PSYCHO: Often we refer to rhythm as the beat, while tempo is the overall speed, or the number of beats per minute. Some writers have played up the resemblance between a musical beat and the human pulse rate (about 72 per minute) as significant; but rhythm perception might have other origins.

Rhythm has a hedonic component as well. That is, we like some rhythms more than others. We learn to hear music as beautiful, and our learning determines which rhythms we prefer, perhaps beginning with the language we learn. That is, while creating rhythm may derive from inherited brain mechanisms, our preferences are a gift of culture.

Within our culture and given our level of training, we are all Goldilocks. That is we prefer rhythms that are intermediate in complexity, neither too simple nor too intricate. The association between our liking for a rhythm and its complexity is an inverted-U relationship.

The way we perceive a rhythm’s complexity depends partly on our training in music, and the way we have been trained shapes our response to the rhythm. If you’d like a laugh, here’s Taj Mahal schooling a German audience about clapping on the backbeat.

Our preference for rhythm complexity may, in turn, depend on personality as well as training, or what Greenberg and his colleagues called cognitive style and generalized to more than rhythm. The dimensions along which rhythm preferences varied were systemizing and empathizing. You can test yourself on the scales separately starting with this intro and then the systemizer scale and the empathizer scale.

However, preferences are not skills. The ability to perceive rhythms and improvise depends heavily on working memory, which can shift information around using procedures like place-keeping and updating. Not surprisingly, musicians become pretty good at this. This is not evidence for a “Mozart effect”, which invites skepticism, though there is evidence that music may be important for the development of rhythmic entrainment and social skills, though the best benefits are said to come from performing.

Two interesting sources of rhythm complexity are time signatures and syncopation. After the predictable rhythms of centuries-old dances like the Schottische or a minuet, the syncopation of ragtime is a refreshing surprise, when a note appears earlier than we expected it. (or later than expected. Does syncopation improve this lullaby?
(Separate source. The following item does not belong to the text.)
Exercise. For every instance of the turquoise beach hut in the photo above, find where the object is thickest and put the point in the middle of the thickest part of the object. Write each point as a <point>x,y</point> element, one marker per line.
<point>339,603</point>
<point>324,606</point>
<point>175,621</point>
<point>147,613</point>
Syncopation arises from “off” beats, whether early or late.) Even more complicated rhythms arise in Latin music such as salsa (continued here), enlivened by an Afro-Cuban clave rhythm that may sound complicated to northern ears. Clap your hands as you listen to the clave beat to test your understanding of it.

Sometimes moving to the beat feels like something you’ve done all your life, and sometimes not, but it’s easier with a familiar time signature. Westerners are familiar with duple (2/4 or march) and triple (3/4 or waltz) meter, but quintuple meter, such as 5/4 time, may sound harder to follow, though a Korean who listens to classical court music would probably find quintuple meter quite familiar. Does this show that much of our musical ability has to be learned? Listening to an unfamiliar rhythm, we will tend to remember it as one that we’re familiar with.

Consider the care with which this website introduces us to the simplest of polyrhythms, 2 beats against 3. Then listen to a more complex polyrhythm like salsa or try this, tambú. That is a big leap for a single jump. Adam Neely  starts with the head and enables the feeling to take over later. Edward Chilvers turns it into a manifesto.

SOCIAL: The social nature of rhythm shows up in youngsters as well as adults, and in speech as well as music. Musical rhythm tends to be social, even communicative. It brings people together around the world. Our tendency to join with others in performing a musical rhythm is called entrainment.